Restoration
Somehow this quote reminded me of what it's like to work on Wikipedia:
For all their seeming kinship, a restorer is the antithesis of a painter: he is a conserver, not a creator. Like a mimic, he assumes another person’s style, at the expense of his own identity. He must resist any urge to improve, to experiment, to show off; otherwise, he becomes a forger. Yet, unlike a great actor, he receives no glory for his feats of mimicry. If he has succeeded, he has burnished another artist’s reputation, and vanished without the world ever knowing who he is, or what he has accomplished. The art historian Max J. Friedländer called the business of the restorer “the most thankless one imaginable.”
(The New Yorker story it's from is about the problem of matching artworks to their authors, and is well worth reading in full.)

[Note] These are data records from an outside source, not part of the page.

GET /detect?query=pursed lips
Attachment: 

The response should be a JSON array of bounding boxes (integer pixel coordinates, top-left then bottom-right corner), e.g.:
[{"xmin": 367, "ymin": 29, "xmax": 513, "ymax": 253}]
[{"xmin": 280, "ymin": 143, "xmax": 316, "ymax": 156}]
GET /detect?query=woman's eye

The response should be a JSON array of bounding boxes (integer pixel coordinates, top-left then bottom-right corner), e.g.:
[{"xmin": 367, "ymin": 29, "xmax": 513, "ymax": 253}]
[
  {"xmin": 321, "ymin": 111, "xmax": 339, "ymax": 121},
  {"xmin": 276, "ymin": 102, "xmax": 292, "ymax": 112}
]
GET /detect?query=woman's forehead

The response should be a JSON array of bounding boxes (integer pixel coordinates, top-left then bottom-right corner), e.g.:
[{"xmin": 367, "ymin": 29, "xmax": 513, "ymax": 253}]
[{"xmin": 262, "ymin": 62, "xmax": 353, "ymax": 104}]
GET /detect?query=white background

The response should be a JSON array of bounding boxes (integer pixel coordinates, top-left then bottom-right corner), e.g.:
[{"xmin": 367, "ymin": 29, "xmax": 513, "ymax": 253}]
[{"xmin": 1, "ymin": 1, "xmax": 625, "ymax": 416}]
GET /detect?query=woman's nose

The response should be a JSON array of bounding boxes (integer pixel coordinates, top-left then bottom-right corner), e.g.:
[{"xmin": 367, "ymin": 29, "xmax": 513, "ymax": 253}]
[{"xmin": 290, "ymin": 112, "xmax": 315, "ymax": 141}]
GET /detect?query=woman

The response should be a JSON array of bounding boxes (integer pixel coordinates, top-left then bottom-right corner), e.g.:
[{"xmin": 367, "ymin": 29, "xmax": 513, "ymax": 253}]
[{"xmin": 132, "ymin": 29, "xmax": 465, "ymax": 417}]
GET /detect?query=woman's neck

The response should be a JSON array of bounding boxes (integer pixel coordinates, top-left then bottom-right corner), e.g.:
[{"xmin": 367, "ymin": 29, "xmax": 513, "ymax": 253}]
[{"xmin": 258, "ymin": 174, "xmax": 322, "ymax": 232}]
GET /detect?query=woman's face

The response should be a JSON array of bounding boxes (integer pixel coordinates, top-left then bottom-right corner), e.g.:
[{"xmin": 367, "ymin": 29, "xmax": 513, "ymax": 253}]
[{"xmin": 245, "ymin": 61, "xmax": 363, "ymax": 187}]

Speaking of Wikipedia, I've put together a collection of Wikipedia articles on graph algorithms. You can print it (though I'm not sure why you would want to), download it as a pdf, or just use it as a convenient set of links. I'm not really satisfied with the texts I've seen on the subject, though there are plenty on graph theory, and some good ones on more specialized topics such as network flow or graph drawing. So last quarter when I taught an undergraduate elective on graph algorithms, I used Wikipedia for most of my readings, with some other links filling in the gaps in its coverage. The new collection is aimed at sharing that experience and allowing others to use it in the same way.
Comments:
2010-07-13T07:52:57Z
It's true, people who contribute to Wikipedia don't get thanked nearly enough. So, thanks for all your extensive contributions (and especially the clear and informative diagrams!).
2010-07-13T15:21:03Z
You're welcome!
2010-07-13T11:08:34Z
I am not able to download the pdf file :-(
2010-07-13T15:21:33Z
When I tried it, I had to wait 15 minutes or so for it to get generated — it wasn't fast.
2010-07-13T15:09:05Z
Thanks for this very useful resource! I will link to this from my undergraduate algorithms course in the fall. Chandra
2010-07-13T15:21:41Z
You're welcome!
2010-07-13T20:36:20Z
I had been wondering why the Wikipedia material for this subject was so good. Thanks again from all of us! -r
2010-07-13T20:54:07Z
You're welcome! But I'm definitely not the only person working on these articles, even among people you're likely to have heard of in theory research. For instance, Thore Husfeldt has been fairly active in Wikipedia, including work on some graph algorithm articles, and before he died Oded Schramm did quite a bit on some related articles.